The golden liquid was more than just a tasty treat. It was the kind of handmade treasure that, like the grinders, tastes better when you know the story of where it came from. There was a little bit of crystallization at the bottom of the jar, but it dissolved when I gently warmed the jar in hot water. (You can use this trick on most honey. When that little bear shaped squeeze bottle turns light beige, you can bring it back by heating the honey) I dipped a thin tasting stick into the amber liquid and pulled out a perfect drop that tasted of spring days and New England fields.

Steve knows his honey, but the Greeks are the masters of what to do with it. From Baklava to honey-lemon chicken to honey cake, they have perfected dozens of delicious concoctions. It was natural to turn to things Greek as the best way to honor Steve's hard work to bring me the sweet gift. I decided that I would use it to flavor a bowl of homemade Greek Yogurt.

So, I hopped in the van and drove over to my friend Wendy's place to get a half gallon of milk from her cow, Archer.

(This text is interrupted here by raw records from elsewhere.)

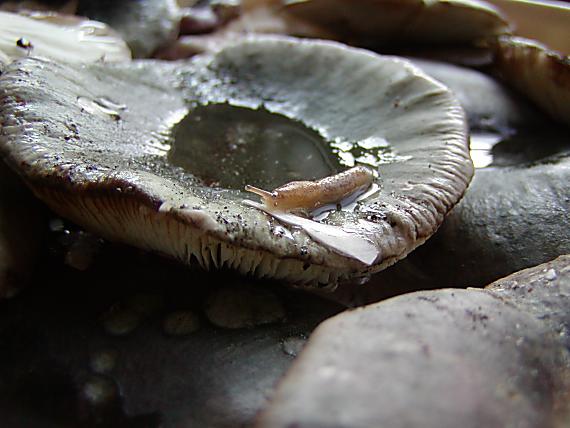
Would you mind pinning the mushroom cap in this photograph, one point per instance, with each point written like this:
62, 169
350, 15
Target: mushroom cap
95, 149
440, 359
395, 22
541, 74
146, 25
61, 37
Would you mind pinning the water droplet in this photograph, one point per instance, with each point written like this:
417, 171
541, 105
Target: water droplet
107, 103
96, 108
481, 145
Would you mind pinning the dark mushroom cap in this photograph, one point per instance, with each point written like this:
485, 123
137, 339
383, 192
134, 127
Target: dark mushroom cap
396, 22
96, 143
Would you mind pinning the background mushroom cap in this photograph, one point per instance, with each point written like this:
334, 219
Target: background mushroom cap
441, 359
541, 74
396, 22
92, 146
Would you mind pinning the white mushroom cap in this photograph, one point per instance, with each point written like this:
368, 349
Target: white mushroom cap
61, 37
109, 170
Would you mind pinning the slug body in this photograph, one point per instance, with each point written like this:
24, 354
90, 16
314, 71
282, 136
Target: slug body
310, 195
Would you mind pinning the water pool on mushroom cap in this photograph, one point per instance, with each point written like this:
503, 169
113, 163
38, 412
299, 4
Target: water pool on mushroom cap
111, 173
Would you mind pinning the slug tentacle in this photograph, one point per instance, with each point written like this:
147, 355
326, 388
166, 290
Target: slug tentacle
309, 195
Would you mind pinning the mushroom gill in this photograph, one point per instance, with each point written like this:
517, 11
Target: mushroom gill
157, 154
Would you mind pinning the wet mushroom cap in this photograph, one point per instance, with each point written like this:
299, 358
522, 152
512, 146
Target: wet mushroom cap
119, 150
61, 37
146, 25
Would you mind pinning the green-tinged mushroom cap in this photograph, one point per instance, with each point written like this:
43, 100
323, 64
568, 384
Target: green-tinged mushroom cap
157, 154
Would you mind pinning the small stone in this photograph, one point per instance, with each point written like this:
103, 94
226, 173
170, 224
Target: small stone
181, 323
99, 391
550, 275
120, 321
103, 362
243, 307
293, 345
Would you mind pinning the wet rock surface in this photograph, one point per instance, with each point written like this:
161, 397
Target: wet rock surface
23, 222
441, 359
60, 364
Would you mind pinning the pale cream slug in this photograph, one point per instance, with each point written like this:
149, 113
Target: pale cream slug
309, 195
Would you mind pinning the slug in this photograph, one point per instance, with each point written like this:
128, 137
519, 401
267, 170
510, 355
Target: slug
309, 195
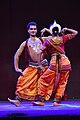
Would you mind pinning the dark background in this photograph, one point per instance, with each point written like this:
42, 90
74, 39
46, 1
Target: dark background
14, 16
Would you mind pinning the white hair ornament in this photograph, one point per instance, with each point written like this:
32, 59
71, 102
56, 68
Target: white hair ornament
55, 25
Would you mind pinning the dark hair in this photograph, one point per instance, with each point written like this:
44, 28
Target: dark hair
31, 23
55, 31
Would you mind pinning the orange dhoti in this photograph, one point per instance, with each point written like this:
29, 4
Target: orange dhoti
48, 80
27, 84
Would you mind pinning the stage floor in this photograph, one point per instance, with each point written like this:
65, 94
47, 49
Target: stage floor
68, 110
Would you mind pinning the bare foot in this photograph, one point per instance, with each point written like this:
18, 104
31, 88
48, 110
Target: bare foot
15, 102
57, 104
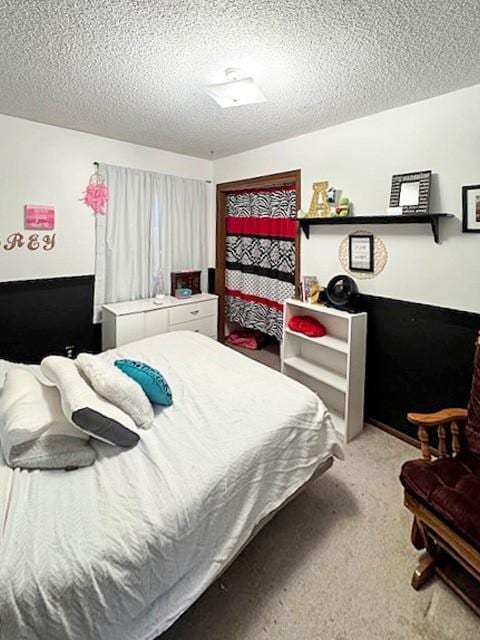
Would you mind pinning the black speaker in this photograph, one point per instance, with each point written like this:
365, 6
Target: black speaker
342, 293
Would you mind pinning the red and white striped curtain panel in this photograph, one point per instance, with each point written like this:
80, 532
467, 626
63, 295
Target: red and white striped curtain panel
260, 256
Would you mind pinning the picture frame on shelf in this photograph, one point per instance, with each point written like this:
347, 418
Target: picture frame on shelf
411, 192
310, 289
471, 208
361, 252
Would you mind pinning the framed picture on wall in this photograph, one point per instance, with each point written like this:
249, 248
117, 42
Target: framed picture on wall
471, 208
360, 252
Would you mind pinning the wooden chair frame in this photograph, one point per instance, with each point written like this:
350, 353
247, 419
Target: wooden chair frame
440, 543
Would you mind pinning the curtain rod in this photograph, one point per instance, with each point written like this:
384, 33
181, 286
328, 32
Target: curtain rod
96, 164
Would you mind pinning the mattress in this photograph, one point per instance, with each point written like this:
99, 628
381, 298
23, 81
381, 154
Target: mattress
121, 549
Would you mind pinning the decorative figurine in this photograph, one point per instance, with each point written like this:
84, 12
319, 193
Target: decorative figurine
343, 209
319, 209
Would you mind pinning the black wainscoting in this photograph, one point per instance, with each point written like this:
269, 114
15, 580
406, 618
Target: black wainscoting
43, 317
419, 358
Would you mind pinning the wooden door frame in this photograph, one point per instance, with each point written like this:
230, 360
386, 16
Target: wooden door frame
272, 180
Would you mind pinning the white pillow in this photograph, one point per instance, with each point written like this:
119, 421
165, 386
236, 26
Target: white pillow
84, 408
34, 433
112, 384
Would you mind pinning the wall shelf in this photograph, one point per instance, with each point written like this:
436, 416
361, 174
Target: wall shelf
433, 219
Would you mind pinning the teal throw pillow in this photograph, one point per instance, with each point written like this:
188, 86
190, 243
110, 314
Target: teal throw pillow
154, 385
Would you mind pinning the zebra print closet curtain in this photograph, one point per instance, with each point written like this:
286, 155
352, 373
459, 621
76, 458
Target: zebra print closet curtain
260, 256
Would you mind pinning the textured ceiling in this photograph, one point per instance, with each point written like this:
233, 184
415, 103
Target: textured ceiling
136, 69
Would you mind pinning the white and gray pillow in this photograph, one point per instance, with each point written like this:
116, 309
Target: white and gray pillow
118, 388
34, 433
84, 408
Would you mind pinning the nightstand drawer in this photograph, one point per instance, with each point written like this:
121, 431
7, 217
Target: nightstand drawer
194, 311
206, 326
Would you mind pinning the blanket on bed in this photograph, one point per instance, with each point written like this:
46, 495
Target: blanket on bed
120, 549
34, 432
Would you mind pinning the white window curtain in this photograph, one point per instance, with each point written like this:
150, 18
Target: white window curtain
154, 224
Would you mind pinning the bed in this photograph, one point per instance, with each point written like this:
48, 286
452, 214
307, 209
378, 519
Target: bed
121, 549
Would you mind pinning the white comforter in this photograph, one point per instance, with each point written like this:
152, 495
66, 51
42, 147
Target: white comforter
120, 549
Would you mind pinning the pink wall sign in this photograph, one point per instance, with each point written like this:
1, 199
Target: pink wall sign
39, 217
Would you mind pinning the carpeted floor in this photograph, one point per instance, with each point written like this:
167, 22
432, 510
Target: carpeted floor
335, 564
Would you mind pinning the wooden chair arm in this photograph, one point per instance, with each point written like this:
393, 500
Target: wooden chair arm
434, 419
438, 420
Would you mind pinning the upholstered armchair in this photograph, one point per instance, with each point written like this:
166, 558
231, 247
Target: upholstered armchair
443, 493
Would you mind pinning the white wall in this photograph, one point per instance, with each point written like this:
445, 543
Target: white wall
40, 164
359, 157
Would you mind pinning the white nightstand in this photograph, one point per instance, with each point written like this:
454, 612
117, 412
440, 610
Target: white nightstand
136, 319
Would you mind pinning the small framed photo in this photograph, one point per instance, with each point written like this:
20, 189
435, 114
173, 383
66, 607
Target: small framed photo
360, 252
310, 289
471, 209
411, 192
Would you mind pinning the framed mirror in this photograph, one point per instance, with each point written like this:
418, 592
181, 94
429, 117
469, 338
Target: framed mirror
411, 191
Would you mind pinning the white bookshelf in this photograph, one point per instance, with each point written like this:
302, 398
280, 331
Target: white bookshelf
333, 366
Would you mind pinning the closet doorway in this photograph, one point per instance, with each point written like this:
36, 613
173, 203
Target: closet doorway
257, 252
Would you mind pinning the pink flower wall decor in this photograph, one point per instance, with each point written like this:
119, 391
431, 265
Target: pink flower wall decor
96, 194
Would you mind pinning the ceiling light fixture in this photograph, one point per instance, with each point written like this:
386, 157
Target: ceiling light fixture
237, 90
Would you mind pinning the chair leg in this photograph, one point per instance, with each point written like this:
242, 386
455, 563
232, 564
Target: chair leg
424, 571
417, 537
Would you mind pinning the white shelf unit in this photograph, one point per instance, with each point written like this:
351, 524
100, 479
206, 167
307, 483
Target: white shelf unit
333, 366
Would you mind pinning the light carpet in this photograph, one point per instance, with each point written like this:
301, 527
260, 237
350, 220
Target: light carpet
334, 564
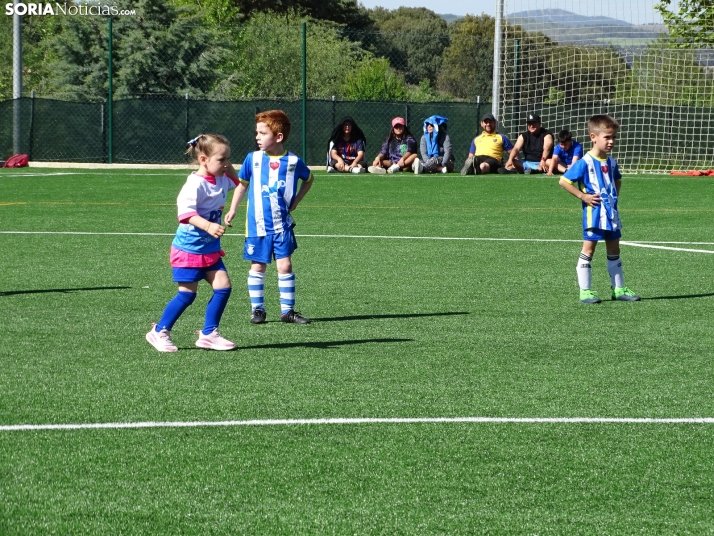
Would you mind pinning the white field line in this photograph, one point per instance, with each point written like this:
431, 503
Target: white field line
21, 175
652, 245
391, 237
360, 420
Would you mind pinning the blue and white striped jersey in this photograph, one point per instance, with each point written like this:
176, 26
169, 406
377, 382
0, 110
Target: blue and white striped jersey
594, 176
272, 184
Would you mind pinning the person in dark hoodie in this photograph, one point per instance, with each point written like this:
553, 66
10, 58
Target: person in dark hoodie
435, 147
345, 152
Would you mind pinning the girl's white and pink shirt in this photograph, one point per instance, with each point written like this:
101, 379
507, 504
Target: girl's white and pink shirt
205, 196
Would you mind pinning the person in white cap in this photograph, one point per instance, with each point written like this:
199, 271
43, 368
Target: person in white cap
398, 152
486, 152
537, 145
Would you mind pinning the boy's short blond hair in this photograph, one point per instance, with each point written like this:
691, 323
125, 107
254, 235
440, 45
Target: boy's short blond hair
600, 123
277, 121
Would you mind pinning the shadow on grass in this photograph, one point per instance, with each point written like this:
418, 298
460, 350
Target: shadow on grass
682, 297
323, 345
61, 290
377, 317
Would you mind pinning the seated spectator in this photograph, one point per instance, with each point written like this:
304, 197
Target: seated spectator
537, 145
486, 152
346, 148
566, 153
435, 147
398, 152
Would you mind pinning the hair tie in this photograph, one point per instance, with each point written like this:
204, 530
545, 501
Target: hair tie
194, 141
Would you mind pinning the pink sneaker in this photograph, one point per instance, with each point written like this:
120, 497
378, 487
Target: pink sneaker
214, 341
161, 340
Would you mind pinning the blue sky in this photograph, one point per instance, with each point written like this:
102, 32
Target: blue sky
640, 11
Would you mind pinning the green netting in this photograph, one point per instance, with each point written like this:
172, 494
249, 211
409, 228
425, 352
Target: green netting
155, 130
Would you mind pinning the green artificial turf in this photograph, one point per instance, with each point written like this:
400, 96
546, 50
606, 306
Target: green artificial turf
403, 327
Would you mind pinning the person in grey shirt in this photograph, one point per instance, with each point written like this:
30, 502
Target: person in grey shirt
435, 148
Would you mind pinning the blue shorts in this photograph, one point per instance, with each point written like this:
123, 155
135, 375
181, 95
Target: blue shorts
191, 275
595, 235
264, 249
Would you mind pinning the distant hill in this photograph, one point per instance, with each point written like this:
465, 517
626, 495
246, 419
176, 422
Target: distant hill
567, 27
449, 18
564, 18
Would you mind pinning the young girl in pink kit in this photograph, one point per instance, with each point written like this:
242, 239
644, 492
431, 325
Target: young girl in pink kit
196, 249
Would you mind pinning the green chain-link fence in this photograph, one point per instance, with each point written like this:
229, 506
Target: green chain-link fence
155, 130
172, 79
162, 93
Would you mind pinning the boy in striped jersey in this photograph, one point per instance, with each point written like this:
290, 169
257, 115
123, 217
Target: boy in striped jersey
271, 177
595, 180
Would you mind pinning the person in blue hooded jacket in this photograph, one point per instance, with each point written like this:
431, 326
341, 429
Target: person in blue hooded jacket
435, 147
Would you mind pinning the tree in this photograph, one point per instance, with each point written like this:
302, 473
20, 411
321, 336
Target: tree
37, 54
662, 76
375, 80
163, 50
267, 60
412, 39
582, 74
692, 25
467, 68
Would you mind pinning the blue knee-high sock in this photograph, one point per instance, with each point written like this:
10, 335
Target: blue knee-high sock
286, 285
256, 290
174, 309
214, 309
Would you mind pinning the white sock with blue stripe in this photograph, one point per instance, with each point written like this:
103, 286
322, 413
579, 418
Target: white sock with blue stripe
614, 268
286, 285
585, 271
256, 289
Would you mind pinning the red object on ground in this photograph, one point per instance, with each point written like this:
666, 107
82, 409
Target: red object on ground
694, 173
18, 160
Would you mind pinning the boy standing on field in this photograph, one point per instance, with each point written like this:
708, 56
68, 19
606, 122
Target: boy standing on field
271, 177
595, 180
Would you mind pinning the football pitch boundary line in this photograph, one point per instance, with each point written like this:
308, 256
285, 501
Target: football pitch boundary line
648, 244
357, 420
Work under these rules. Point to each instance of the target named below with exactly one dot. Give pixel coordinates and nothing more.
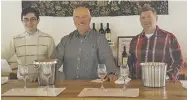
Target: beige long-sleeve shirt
(31, 47)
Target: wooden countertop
(172, 91)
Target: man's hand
(111, 77)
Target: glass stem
(25, 83)
(102, 87)
(47, 83)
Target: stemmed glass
(47, 72)
(101, 70)
(23, 71)
(124, 72)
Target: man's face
(148, 20)
(30, 22)
(82, 18)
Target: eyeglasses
(26, 20)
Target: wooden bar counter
(172, 91)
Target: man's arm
(9, 52)
(59, 55)
(176, 57)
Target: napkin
(122, 80)
(112, 92)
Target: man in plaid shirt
(154, 45)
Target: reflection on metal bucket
(154, 74)
(42, 80)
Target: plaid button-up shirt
(162, 46)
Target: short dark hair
(147, 7)
(30, 10)
(82, 4)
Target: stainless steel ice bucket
(42, 81)
(154, 74)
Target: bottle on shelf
(93, 27)
(101, 30)
(108, 33)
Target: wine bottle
(101, 30)
(93, 27)
(108, 33)
(124, 56)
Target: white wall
(175, 22)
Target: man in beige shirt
(32, 44)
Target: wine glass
(47, 72)
(23, 71)
(124, 72)
(101, 70)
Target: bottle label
(108, 36)
(124, 61)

For yogurt and cheese, fresh milk is important. If you don't know Wendy, make sure you get the freshest milk you can. This may require digging through the milk shelf at the supermarket all the way to the back for the carton with the best use by date. Any fat level will work, but make sure it is not ultra-pasteurized. The next ingredient is the culture. I've heard that you can use store bought yogurt for this, but so many brands use weird thickeners and stabilizers that I don't think you can get reliable results this way. I send to the New England Cheese Making Company to get their special cultures and I have not had a problem.

I used about three grams of Jack One shake to put the buzz in my honey yogurt. I wrapped it in aluminum foil and tossed the packet into a 320 degree oven for about an hour to activate the THC. I mixed this with the milk and poured it into the crock pot on high for an hour. Then I switched the crock pot to low for another hour and a half. I strained this mixture through cheese cloth to get all the plant bits out and returned it to the crock pot with a packet of culture. I left the machine off and put it in a warm spot in the kitchen overnight.

In the morning, the crock was full of thick yogurt that smelled awesome. I lined a colander with cheese cloth and poured in the yogurt. Stirring occasionally, it took about an hour for it to get to that perfect Greek yogurt consistency. By this time I was jonesing for a spoonful, but I managed to get it all into jars that I put in the fridge to chill. By late afternoon I had the perfect match for Steve's honey. It was so good I kept dipping my finger into the empty jar to get every molecule of goodness. An hour or so later, I was feeling fine except for a overwhelming need for a grinder.